Her colleague hadn’t read the signs.

The summons back from Keats with as few words as possible.

The absence of banter at Kim’s expense.

The thoughtfulness extended to the victim.

Very few cases got to Keats emotionally, but this one had.

‘You said this was the bad kind?’ Kim asked, feeling that Penn had suffered enough.

‘Bare-knuckle boxing. You see, early fighting had no written rules. Head-butting, eye-gouging, chokes, et cetera were all permitted. Bare-knuckle boxing originated in England and had a resurgence as we came into the twenty-first century.’

‘But he’s a kid,’ Kim whispered, wondering what kind of sick individual wanted to watch kids beat the shit out of each other.

‘There’ll be money behind it somewhere, just like the legal stuff. It’s big betting, but you won’t find the odds at William Hill.’

‘Underground,’ Kim said.

‘Probably fixtures and a league,’ Penn added.

Given the number of boys missing in recent years, she couldn’t help but wonder what the hell they’d stumbled upon.

‘Okay, Keats, thanks for?—’

‘Yeah, that’s actually not why I called you. You were probably minutes away from figuring that much out yourself.’

He stood at the foot of the body and gently pulled the sheet down to the toes.

‘In addition to the multiple fractures to every phalanx in his hands, there is one recent fracture to both the triquetral and the hamate.’

She frowned, and he grabbed her by the hand and then squeezed at the point where her hand met her wrist.

‘Okay,’ she said, pulling her hand away.

‘Bear that in mind as you take another look at his bruises.’

Kim said nothing. The extensive bruising looked exactly as it had when she’d seen it earlier.

‘He’d had a really bad fight?’ Kim asked.

Keats moved around the table, talking as he went. ‘A bruise starts off red as the blood appears under the skin.
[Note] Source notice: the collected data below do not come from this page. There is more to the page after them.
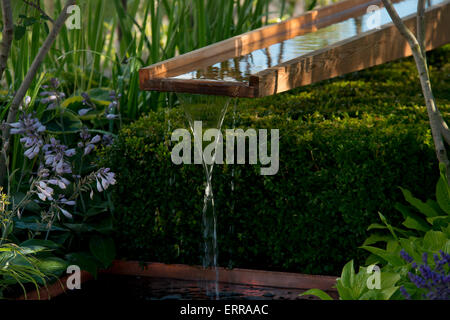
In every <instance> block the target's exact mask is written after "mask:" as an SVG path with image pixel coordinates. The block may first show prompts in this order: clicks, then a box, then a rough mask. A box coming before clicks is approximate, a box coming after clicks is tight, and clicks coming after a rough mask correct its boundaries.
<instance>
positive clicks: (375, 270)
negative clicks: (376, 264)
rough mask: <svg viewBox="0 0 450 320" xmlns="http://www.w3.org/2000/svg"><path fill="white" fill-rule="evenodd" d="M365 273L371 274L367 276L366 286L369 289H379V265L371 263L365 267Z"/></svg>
mask: <svg viewBox="0 0 450 320" xmlns="http://www.w3.org/2000/svg"><path fill="white" fill-rule="evenodd" d="M366 272H367V274H371V276H369V278H367V283H366V284H367V288H368V289H370V290H373V289H381V269H380V267H379V266H377V265H375V264H372V265H370V266H368V267H367V270H366Z"/></svg>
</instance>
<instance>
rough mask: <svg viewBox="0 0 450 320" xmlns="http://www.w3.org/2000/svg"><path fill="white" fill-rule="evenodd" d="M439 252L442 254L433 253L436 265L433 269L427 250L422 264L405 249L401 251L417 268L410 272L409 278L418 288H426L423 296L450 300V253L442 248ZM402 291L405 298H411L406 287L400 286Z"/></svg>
mask: <svg viewBox="0 0 450 320" xmlns="http://www.w3.org/2000/svg"><path fill="white" fill-rule="evenodd" d="M439 253H440V256H439V255H437V254H434V255H433V259H434V263H435V267H434V269H432V268H431V267H430V266H429V265H428V254H427V253H426V252H425V253H424V254H423V255H422V262H423V264H421V265H417V263H416V262H414V260H413V259H412V257H411V256H410V255H409V254H408V253H407V252H406V251H405V250H402V251H401V252H400V255H401V256H402V258H403V259H404V260H405V261H407V262H408V263H411V266H412V267H413V268H414V269H415V272H414V273H413V272H409V273H408V277H409V279H410V280H411V282H412V283H414V285H415V286H416V287H417V288H419V289H424V290H425V292H426V293H425V294H424V295H423V297H424V298H425V299H428V300H450V274H449V267H450V255H449V254H446V253H445V252H443V251H442V250H441V251H439ZM446 268H447V270H446ZM400 292H401V293H402V294H403V296H404V297H405V298H407V299H410V298H411V296H410V294H409V293H408V292H407V291H406V289H405V288H404V287H401V288H400Z"/></svg>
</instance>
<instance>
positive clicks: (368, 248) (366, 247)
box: [360, 246, 404, 266]
mask: <svg viewBox="0 0 450 320" xmlns="http://www.w3.org/2000/svg"><path fill="white" fill-rule="evenodd" d="M360 248H362V249H365V250H367V251H369V252H371V253H373V254H374V255H376V256H378V257H380V258H382V259H383V260H385V261H387V262H389V263H390V264H392V265H393V266H401V265H403V264H404V262H403V260H402V258H400V256H399V255H397V254H395V253H391V252H387V251H386V250H383V249H380V248H376V247H371V246H362V247H360Z"/></svg>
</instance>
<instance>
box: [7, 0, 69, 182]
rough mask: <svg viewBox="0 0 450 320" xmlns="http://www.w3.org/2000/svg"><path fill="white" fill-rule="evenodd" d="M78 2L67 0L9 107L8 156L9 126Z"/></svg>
mask: <svg viewBox="0 0 450 320" xmlns="http://www.w3.org/2000/svg"><path fill="white" fill-rule="evenodd" d="M75 1H76V0H67V2H66V5H65V7H64V8H63V10H62V12H61V14H60V15H59V17H58V19H57V20H56V21H55V23H54V25H53V29H52V31H51V32H50V33H49V35H48V36H47V39H45V42H44V43H43V45H42V47H41V48H40V49H39V52H38V54H37V55H36V57H35V58H34V61H33V63H32V64H31V67H30V69H29V70H28V72H27V75H26V76H25V78H24V80H23V82H22V84H21V85H20V88H19V90H17V92H16V94H15V96H14V98H13V101H12V102H11V105H10V107H9V111H8V118H7V120H6V125H5V126H4V127H3V130H2V131H3V132H2V140H3V149H4V150H3V151H4V153H5V154H6V155H7V154H8V150H9V138H10V127H9V125H8V124H10V123H13V122H15V121H16V117H17V112H18V110H19V106H20V105H21V103H22V101H23V99H24V97H25V95H26V93H27V91H28V89H29V88H30V85H31V82H32V81H33V79H34V78H35V76H36V74H37V72H38V70H39V67H40V66H41V64H42V62H43V61H44V58H45V56H46V55H47V53H48V51H49V50H50V48H51V46H52V44H53V42H54V41H55V39H56V37H57V35H58V33H59V32H60V31H61V28H62V27H63V25H64V23H65V21H66V19H67V18H68V17H69V14H68V12H67V8H68V7H69V6H71V5H73V4H75ZM5 172H6V167H5V159H4V157H1V158H0V183H1V182H3V180H4V178H5Z"/></svg>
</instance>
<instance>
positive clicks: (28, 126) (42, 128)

In one to two days, the haemoglobin in the blood changes, and the bruise looks blueish, purple or black.

‘Bruises turn green or yellow somewhere between five to ten days. After ten to fourteen days, they are yellowish brown or just brown. Mild bruises can last a few days to a week. Severe ones can last several weeks or longer.’
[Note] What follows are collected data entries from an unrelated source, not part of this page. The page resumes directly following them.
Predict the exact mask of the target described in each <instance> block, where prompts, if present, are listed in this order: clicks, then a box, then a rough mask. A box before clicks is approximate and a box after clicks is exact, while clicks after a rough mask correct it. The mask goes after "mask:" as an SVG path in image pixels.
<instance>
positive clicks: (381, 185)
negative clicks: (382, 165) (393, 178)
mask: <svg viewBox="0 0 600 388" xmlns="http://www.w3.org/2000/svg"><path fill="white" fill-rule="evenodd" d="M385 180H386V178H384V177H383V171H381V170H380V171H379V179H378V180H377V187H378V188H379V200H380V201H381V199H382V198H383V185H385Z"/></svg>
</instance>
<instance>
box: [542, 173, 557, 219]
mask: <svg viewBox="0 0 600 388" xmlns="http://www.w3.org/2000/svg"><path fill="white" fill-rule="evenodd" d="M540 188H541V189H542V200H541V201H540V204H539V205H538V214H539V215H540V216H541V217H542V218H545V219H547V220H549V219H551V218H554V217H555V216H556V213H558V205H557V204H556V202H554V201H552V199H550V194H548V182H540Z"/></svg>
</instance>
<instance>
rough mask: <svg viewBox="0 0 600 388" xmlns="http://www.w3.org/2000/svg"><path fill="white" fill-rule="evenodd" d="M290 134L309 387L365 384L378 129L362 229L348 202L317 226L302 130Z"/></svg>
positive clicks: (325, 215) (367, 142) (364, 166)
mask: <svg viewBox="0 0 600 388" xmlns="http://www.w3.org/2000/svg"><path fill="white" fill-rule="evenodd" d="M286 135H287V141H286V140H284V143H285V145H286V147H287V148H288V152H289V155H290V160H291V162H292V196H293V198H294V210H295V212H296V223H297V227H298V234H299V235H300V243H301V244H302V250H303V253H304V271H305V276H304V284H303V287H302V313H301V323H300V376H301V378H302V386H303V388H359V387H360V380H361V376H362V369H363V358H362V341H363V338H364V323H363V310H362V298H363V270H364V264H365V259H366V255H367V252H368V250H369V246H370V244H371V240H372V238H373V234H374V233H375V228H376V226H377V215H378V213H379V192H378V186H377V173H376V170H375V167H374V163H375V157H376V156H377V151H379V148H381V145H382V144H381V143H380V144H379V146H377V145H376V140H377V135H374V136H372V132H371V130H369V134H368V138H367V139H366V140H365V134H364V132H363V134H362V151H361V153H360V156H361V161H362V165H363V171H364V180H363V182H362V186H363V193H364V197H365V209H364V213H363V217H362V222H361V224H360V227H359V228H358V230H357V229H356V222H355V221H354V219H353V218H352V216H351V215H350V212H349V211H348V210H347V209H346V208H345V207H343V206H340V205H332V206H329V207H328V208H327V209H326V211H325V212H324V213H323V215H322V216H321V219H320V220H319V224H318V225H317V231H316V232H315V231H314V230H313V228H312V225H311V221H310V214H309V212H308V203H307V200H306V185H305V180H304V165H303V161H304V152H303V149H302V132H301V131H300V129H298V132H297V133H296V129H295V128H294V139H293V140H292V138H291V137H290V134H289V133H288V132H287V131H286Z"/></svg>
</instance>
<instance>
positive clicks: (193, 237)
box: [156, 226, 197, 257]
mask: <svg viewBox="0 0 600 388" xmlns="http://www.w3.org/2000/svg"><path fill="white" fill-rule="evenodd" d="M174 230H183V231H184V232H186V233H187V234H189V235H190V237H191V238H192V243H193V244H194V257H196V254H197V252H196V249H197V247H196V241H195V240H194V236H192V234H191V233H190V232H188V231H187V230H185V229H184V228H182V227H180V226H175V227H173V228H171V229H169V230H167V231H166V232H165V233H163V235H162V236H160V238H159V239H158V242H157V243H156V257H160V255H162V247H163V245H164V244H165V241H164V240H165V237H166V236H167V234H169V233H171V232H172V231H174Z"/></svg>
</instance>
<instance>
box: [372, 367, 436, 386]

‘That’s a lot of fights,’ Kim said, seeing the timeline of the bruises everywhere on this young boy’s body.

‘Take a look at his wrists and remember what I said about the most recent injury.’
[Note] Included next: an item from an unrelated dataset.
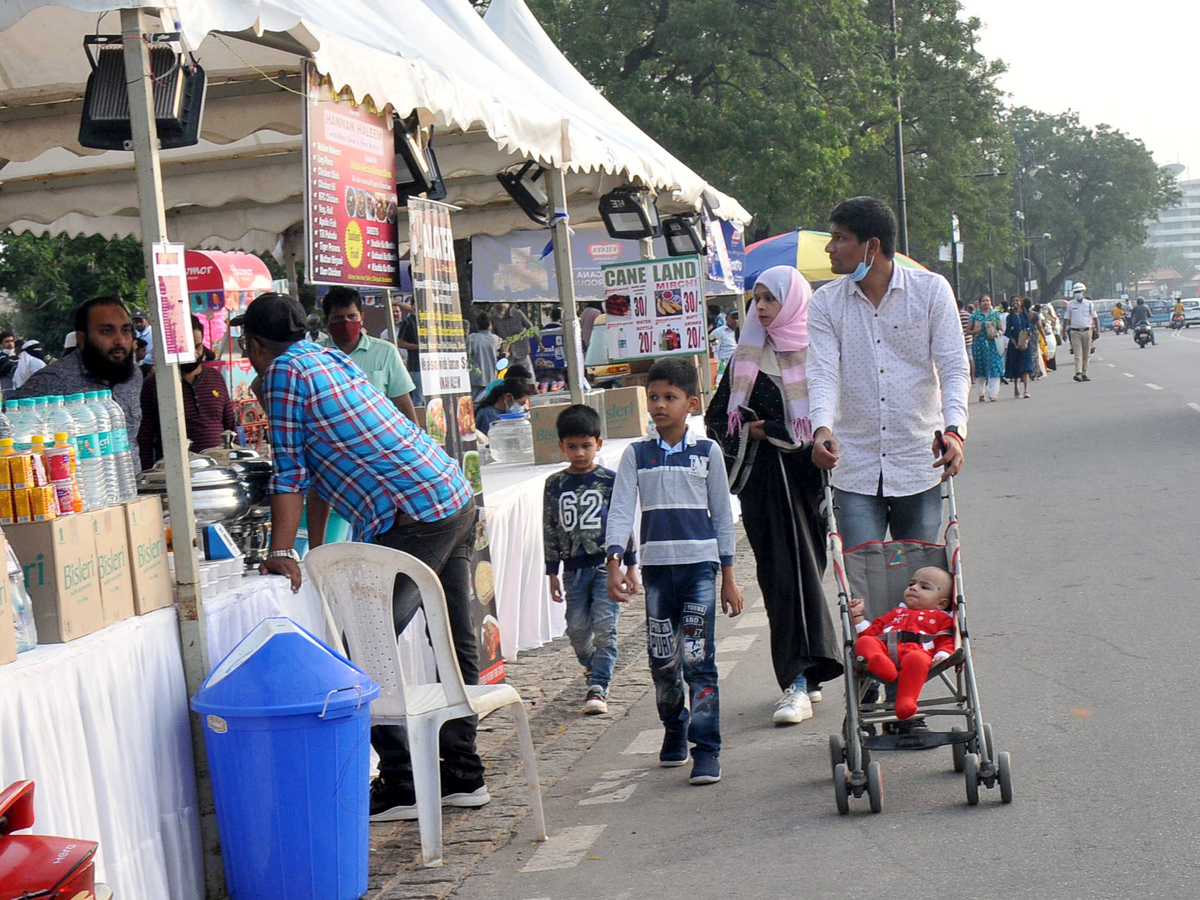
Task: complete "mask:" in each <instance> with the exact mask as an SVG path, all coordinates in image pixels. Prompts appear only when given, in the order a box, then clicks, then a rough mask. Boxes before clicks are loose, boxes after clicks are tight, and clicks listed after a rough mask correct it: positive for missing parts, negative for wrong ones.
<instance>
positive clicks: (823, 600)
mask: <svg viewBox="0 0 1200 900" xmlns="http://www.w3.org/2000/svg"><path fill="white" fill-rule="evenodd" d="M810 295H811V289H810V288H809V284H808V282H806V281H805V280H804V276H803V275H800V274H799V271H797V270H796V269H794V268H792V266H785V265H780V266H774V268H772V269H768V270H766V271H764V272H763V274H762V275H760V276H758V281H757V283H756V284H755V292H754V298H755V299H754V302H752V304H751V307H750V310H749V311H748V314H746V316H745V323H744V325H743V329H742V336H740V338H739V341H738V349H737V352H736V353H734V355H733V359H732V360H731V362H730V365H728V366H727V367H726V371H725V374H724V377H722V378H721V383H720V385H719V388H718V390H716V395H715V396H714V397H713V402H712V404H710V406H709V409H708V413H707V414H706V424H707V426H708V433H709V437H712V438H713V439H714V440H716V442H718V443H719V444H720V445H721V448H722V450H724V451H725V456H726V467H727V468H728V472H730V490H731V491H732V492H733V493H736V494H738V497H739V498H740V500H742V520H743V523H744V526H745V529H746V536H748V538H749V539H750V546H751V548H752V550H754V554H755V564H756V575H757V578H758V587H760V588H761V589H762V595H763V602H764V605H766V607H767V619H768V622H769V624H770V655H772V662H773V664H774V670H775V679H776V680H778V682H779V686H780V690H782V696H781V697H780V700H779V702H778V703H776V706H775V712H774V715H773V721H774V722H775V724H776V725H790V724H796V722H800V721H803V720H804V719H808V718H811V715H812V701H816V700H821V691H820V686H821V683H822V682H826V680H829V679H830V678H836V677H838V676H840V674H841V673H842V666H841V662H840V661H839V660H840V655H841V654H840V650H839V643H838V634H836V631H835V630H834V624H833V618H832V616H830V614H829V606H828V604H827V602H826V598H824V590H823V588H822V586H821V578H822V576H823V575H824V566H826V534H827V532H826V523H824V518H823V517H822V516H821V514H820V503H821V484H822V482H821V470H820V469H817V468H816V467H815V466H814V464H812V449H811V446H812V428H811V425H810V422H809V419H808V382H806V378H805V359H806V355H808V301H809V296H810Z"/></svg>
Kim saw what looked like rope marks on both wrists.

‘That injury to his hand meant he couldn’t fight,’ Kim said as Keats’s discovery began to dawn on her.

‘He wouldn’t even have been able to make a fist.’

‘Oh, Jesus,’ Kim said, putting together the clues Keats had laid out for her. The malnutrition, the injury, the wrists, the bruises.

‘I don’t get it,’ Penn said, looking from one to the other.

Kim had to swallow down nausea before answering.

‘He was no use to his captors as a fighter, but he had one last purpose as he slowly starved to death.’

She took a breath before saying the words that told her they were dealing with monsters.